E’ successo che abbiamo pensato di aver sbagliato solo perché non siamo diventati ricchi e felici.

E invece avevamo ragione a manifestare, anzi, avremmo dovuto farlo molto di più, avremmo dovuto premere e incidere di più, urlare di più, votare di più.

Come ci hanno fregato? Col terrorismo nero e rosso.

Mettendo le bombe in mano quattro esaltati neofascisti e le pistole in mano a quattro rincoglioniti brigatisti.
La strategia della tensione non era una fola: quando si sente odore di sangue l’omino del bar pensa “Meglio col solito padrone ladrone, che con le pistole per la strada!”.

Ed ora siamo a questo punto.
Al punto che non contiamo più nulla.
Al punto che addirittura su Wikipedia si trova la ricostruzione della strage dell’Italicus voluta dai servizi segreti, ma nessuno ha mai pagato per questo.

Ok, basta, pensiamo alla posizione in campo di Iguain ed al prossimo fidanzato di Belèn, che quelle son le cose che contano.

Quant’è patetico morire democristiani anche senza democrazia cristiana.

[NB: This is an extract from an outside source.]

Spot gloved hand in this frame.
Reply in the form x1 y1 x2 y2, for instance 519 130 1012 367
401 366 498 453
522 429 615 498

Pierluigi_Concutelli_-_arresto

“Il 5 agosto 1974 viene rinvenuto in una cabina telefonica a Bologna un volantino di rivendicazione dell’attentato a firma Ordine Nero che dichiarava:
« Giancarlo Esposti è stato vendicato. Abbiamo voluto dimostrare alla nazione che siamo in grado di mettere le bombe dove vogliamo, in qualsiasi ora, in qualsiasi luogo, dove e come ci pare. Vi diamo appuntamento per l’autunno; seppelliremo la democrazia sotto una montagna di morti. »….
Il 9 agosto arriva alla Questura di Roma la testimonianza di Rosa Marotta, titolare di una ricevitoria del Lotto di via Aureliana a Roma. La donna avrebbe ascoltato, qualche giorno prima della strage, la telefonata fatta da una ragazza nel suo locale, riguardante un attentato in preparazione:
«Le bombe sono pronte… da Bologna c’è il treno per Mestre, là trovi la macchina per passare il confine… stai tranquillo… i passaporti sono pronti…». I dirigenti dell’ufficio politico della capitale accertano rapidamente chi era la ragazza autrice della telefonata, Claudia Ajello, non aspettandosi però che questa fosse una collaboratrice del Sid e che lavorasse in un ufficio del Servizio segreto in via Aureliana.
…Verrà rinviata a giudizio per falsa testimonianza. Inoltre verrà accertato il suo ruolo all’interno del Sid, non semplice traduttrice, ma infiltrata all’interno dell’ambiente degli studenti greci e del PCI, sezione di Casal Bertone, cui si era iscritta..
I colpevoli della strage non sono mai stati individuati dalla Giustizia, ma la Commissione Parlamentare sulla Loggia P2 ha dichiarato in merito:…la strage dell’Italicus è ascrivibile ad una organizzazione terroristica di ispirazione neofascista o neonazista operante in Toscana; … la Loggia P2 svolse opera di istigazione agli attentati e di finanziamento nei confronti dei gruppi della destra extraparlamentare toscana; che la Loggia P2 è quindi gravemente coinvolta nella strage dell’Italicus e può ritenersene anzi addirittura responsabile in termini non giudiziari ma storico-politici, quale essenziale retroterra economico, organizzativo e morale.”